Chavez's political movement, the MVR, was supposed to be his engine of popularity; it has instead turned into a liability as cases of corruption involving MVR elected officials have splashed into the news.
In a country where a majority considers corruption among the wealthy the key reason for their poverty, Chavez's attraction ever since his attempted coup against a corrupt regime has been his image as a "clean" military man. "Chavez knows the closer the taint of corruption gets to him, the weaker will be his support," says Moncada.
Meanwhile, Venezuelans look at Chavez and see conflicting signals. He is a professed admirer of Fidel Castro and communist Cuba, yet he acts strictly as a capitalist at home.
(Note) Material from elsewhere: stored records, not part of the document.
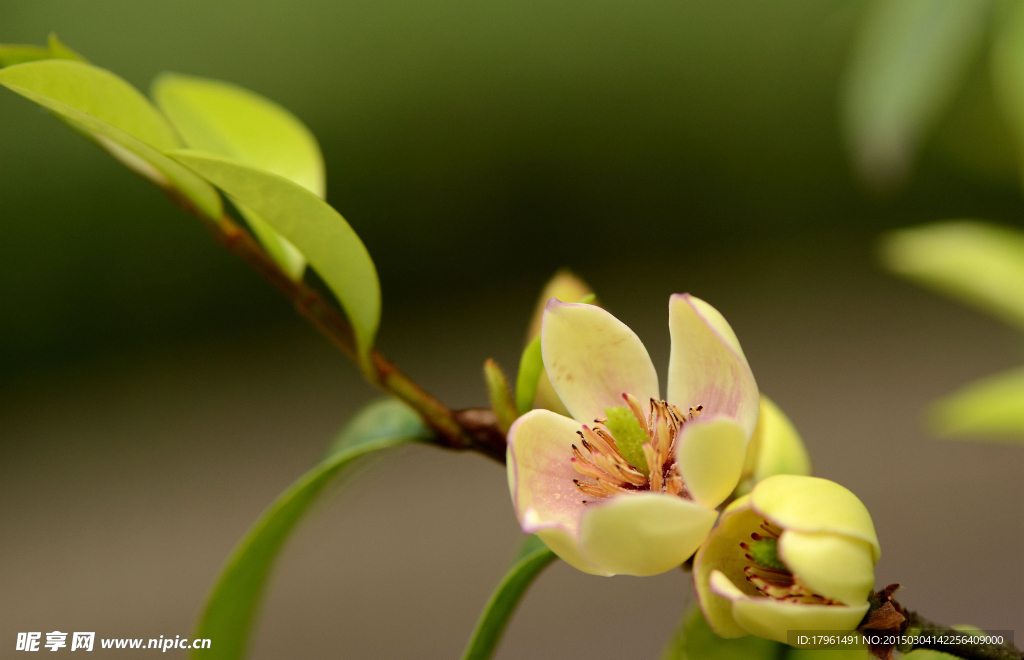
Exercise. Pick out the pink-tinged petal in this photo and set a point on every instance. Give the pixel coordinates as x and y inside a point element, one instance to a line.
<point>710,454</point>
<point>541,473</point>
<point>707,366</point>
<point>643,534</point>
<point>773,619</point>
<point>592,358</point>
<point>547,503</point>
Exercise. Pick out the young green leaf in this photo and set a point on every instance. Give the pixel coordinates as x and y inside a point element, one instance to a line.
<point>116,116</point>
<point>229,121</point>
<point>978,263</point>
<point>907,63</point>
<point>530,367</point>
<point>501,396</point>
<point>992,406</point>
<point>311,225</point>
<point>231,605</point>
<point>694,641</point>
<point>531,559</point>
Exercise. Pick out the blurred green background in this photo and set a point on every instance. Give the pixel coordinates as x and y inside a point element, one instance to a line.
<point>157,395</point>
<point>468,144</point>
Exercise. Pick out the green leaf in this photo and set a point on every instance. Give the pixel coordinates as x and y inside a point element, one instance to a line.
<point>532,558</point>
<point>828,654</point>
<point>19,53</point>
<point>500,395</point>
<point>928,654</point>
<point>978,263</point>
<point>231,606</point>
<point>907,63</point>
<point>228,121</point>
<point>695,641</point>
<point>1008,72</point>
<point>530,367</point>
<point>311,225</point>
<point>116,116</point>
<point>991,406</point>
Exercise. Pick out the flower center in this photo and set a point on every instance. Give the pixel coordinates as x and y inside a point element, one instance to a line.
<point>769,575</point>
<point>629,452</point>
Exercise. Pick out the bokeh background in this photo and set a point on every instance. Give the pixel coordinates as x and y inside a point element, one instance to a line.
<point>155,395</point>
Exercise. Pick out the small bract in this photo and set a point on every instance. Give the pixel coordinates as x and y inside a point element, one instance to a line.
<point>797,554</point>
<point>629,483</point>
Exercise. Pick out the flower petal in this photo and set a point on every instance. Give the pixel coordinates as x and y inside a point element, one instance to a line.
<point>710,454</point>
<point>561,541</point>
<point>772,619</point>
<point>780,450</point>
<point>720,554</point>
<point>592,358</point>
<point>643,534</point>
<point>813,504</point>
<point>540,470</point>
<point>707,366</point>
<point>834,566</point>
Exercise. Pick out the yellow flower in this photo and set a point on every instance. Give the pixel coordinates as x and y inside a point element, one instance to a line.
<point>629,483</point>
<point>797,554</point>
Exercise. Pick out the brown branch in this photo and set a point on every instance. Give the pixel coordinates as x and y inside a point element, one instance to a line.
<point>467,430</point>
<point>894,626</point>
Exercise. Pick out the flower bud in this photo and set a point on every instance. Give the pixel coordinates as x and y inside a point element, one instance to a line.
<point>797,554</point>
<point>775,448</point>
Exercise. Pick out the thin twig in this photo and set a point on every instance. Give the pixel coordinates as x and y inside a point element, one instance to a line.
<point>465,430</point>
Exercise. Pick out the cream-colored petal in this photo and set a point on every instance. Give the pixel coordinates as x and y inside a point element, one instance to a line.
<point>592,358</point>
<point>837,567</point>
<point>643,534</point>
<point>772,619</point>
<point>561,542</point>
<point>707,366</point>
<point>710,454</point>
<point>780,449</point>
<point>721,554</point>
<point>813,504</point>
<point>564,286</point>
<point>541,473</point>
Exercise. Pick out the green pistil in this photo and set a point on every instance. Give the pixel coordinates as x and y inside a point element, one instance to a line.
<point>629,437</point>
<point>765,554</point>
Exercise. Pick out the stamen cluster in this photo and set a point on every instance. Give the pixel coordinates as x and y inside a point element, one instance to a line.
<point>772,578</point>
<point>608,473</point>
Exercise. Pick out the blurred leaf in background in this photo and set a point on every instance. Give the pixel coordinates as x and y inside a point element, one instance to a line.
<point>231,606</point>
<point>982,265</point>
<point>909,60</point>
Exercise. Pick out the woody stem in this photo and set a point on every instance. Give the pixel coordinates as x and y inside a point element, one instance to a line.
<point>475,430</point>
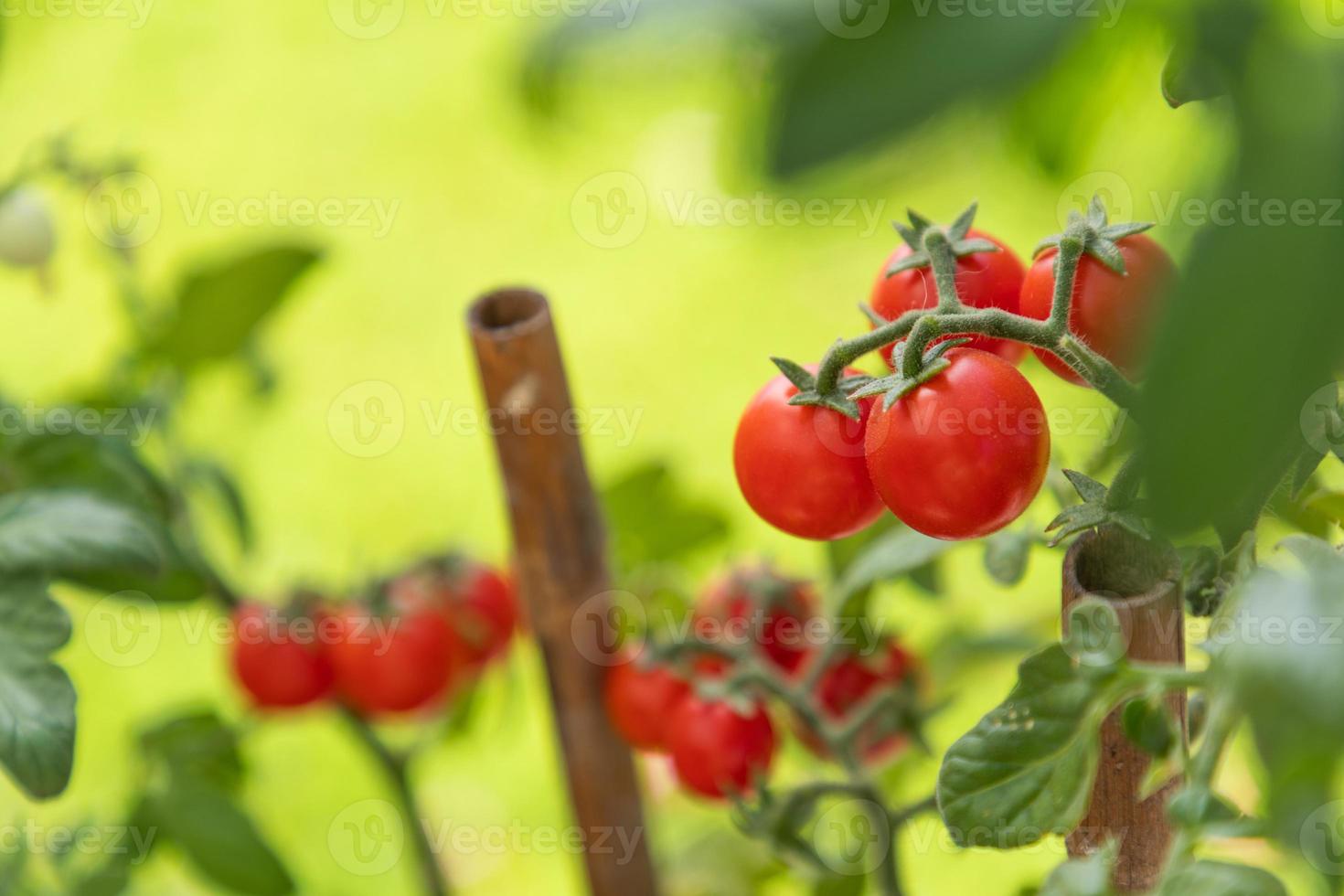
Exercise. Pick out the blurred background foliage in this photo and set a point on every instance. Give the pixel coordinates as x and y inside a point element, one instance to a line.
<point>494,140</point>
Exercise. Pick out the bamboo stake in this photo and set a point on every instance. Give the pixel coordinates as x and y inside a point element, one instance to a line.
<point>1141,581</point>
<point>560,557</point>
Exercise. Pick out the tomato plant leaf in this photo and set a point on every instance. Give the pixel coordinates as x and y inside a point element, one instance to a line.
<point>1027,767</point>
<point>1007,554</point>
<point>218,837</point>
<point>71,532</point>
<point>651,520</point>
<point>1203,463</point>
<point>1221,879</point>
<point>219,306</point>
<point>37,699</point>
<point>895,554</point>
<point>1087,876</point>
<point>837,94</point>
<point>1287,667</point>
<point>197,744</point>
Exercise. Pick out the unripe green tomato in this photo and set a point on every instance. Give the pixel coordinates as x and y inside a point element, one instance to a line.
<point>27,235</point>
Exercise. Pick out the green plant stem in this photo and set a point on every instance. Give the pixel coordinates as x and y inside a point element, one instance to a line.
<point>395,764</point>
<point>952,316</point>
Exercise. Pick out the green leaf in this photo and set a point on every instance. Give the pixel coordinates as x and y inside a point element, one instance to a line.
<point>103,465</point>
<point>1027,767</point>
<point>1148,724</point>
<point>73,532</point>
<point>1189,78</point>
<point>223,485</point>
<point>1007,554</point>
<point>1221,879</point>
<point>1284,663</point>
<point>1226,384</point>
<point>197,744</point>
<point>218,837</point>
<point>891,557</point>
<point>220,306</point>
<point>837,94</point>
<point>1087,876</point>
<point>37,699</point>
<point>651,520</point>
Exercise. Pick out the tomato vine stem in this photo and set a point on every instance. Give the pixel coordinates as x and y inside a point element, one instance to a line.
<point>952,316</point>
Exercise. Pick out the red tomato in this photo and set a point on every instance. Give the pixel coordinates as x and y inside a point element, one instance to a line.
<point>984,280</point>
<point>717,752</point>
<point>1113,315</point>
<point>755,604</point>
<point>392,664</point>
<point>849,683</point>
<point>801,468</point>
<point>477,600</point>
<point>963,454</point>
<point>640,703</point>
<point>276,667</point>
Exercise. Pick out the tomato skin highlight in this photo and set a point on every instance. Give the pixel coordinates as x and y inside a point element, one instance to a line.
<point>984,280</point>
<point>640,703</point>
<point>715,750</point>
<point>801,469</point>
<point>1113,315</point>
<point>277,670</point>
<point>761,604</point>
<point>963,454</point>
<point>395,664</point>
<point>477,601</point>
<point>847,684</point>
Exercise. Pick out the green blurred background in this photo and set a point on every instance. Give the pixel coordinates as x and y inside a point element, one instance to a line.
<point>489,179</point>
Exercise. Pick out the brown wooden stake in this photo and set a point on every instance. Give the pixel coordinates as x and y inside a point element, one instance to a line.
<point>560,557</point>
<point>1141,581</point>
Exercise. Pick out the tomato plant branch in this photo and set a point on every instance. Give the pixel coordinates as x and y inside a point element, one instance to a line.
<point>395,764</point>
<point>952,316</point>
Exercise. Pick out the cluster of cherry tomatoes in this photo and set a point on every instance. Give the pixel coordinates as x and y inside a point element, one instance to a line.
<point>720,747</point>
<point>963,454</point>
<point>418,640</point>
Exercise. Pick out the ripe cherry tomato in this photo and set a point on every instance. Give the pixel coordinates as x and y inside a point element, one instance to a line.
<point>477,600</point>
<point>849,683</point>
<point>963,454</point>
<point>273,664</point>
<point>392,664</point>
<point>755,604</point>
<point>640,703</point>
<point>715,750</point>
<point>1113,315</point>
<point>801,468</point>
<point>984,280</point>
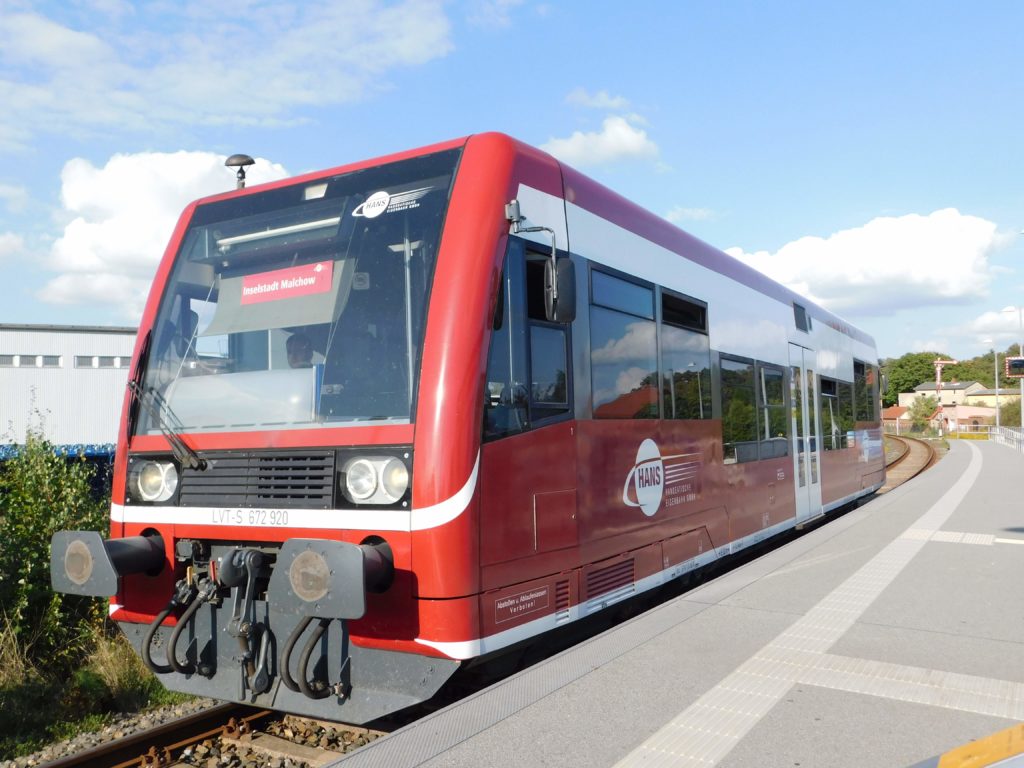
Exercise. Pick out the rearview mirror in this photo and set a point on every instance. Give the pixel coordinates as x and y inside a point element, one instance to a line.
<point>559,290</point>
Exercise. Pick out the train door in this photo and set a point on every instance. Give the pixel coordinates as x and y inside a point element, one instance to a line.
<point>804,424</point>
<point>527,462</point>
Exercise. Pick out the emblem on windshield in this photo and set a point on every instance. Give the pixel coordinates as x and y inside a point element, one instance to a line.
<point>382,202</point>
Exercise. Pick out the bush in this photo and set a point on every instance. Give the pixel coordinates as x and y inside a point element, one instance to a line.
<point>42,492</point>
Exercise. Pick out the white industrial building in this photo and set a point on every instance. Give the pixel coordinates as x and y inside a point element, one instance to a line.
<point>67,380</point>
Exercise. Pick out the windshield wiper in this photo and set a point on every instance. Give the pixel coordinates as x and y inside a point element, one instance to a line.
<point>133,384</point>
<point>185,455</point>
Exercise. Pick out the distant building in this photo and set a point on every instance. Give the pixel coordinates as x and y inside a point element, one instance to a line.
<point>895,417</point>
<point>987,396</point>
<point>69,380</point>
<point>966,418</point>
<point>953,392</point>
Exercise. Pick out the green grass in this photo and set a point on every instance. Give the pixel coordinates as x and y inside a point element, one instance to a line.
<point>36,711</point>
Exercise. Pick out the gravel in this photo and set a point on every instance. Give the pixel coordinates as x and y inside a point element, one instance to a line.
<point>212,753</point>
<point>124,725</point>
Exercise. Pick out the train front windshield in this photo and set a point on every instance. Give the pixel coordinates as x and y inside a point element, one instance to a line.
<point>301,306</point>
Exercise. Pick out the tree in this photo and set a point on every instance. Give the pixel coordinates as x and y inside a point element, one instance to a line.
<point>922,410</point>
<point>907,372</point>
<point>42,492</point>
<point>1010,414</point>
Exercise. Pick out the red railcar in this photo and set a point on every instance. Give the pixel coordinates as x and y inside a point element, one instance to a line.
<point>406,413</point>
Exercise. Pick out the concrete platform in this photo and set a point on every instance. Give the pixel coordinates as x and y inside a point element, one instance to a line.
<point>891,635</point>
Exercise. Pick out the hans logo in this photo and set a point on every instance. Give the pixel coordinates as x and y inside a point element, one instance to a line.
<point>374,206</point>
<point>646,479</point>
<point>656,480</point>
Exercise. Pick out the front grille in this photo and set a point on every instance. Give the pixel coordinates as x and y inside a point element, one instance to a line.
<point>260,479</point>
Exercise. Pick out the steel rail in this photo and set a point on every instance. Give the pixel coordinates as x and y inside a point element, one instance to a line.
<point>160,744</point>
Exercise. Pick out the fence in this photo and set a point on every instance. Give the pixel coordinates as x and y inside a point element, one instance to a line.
<point>1012,437</point>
He has visited Iraq and Libya, but at the same time has assured President Bush that he can count on Venezuela as a "friend" and a steady source of oil.
He is a soldier at heart, having put more military officials in government posts than at any time since the last military regime in the late 1950s. But his policies have alienated part of the military high command, one of whom criticized him for what he called a "drift from democracy."
Chavez's recent dust-up with Peru, Mr. Pino says, is "one more contradiction in the thinking of a man who claims to be nationalist without sorting out how that conflicts with his support for regional integration."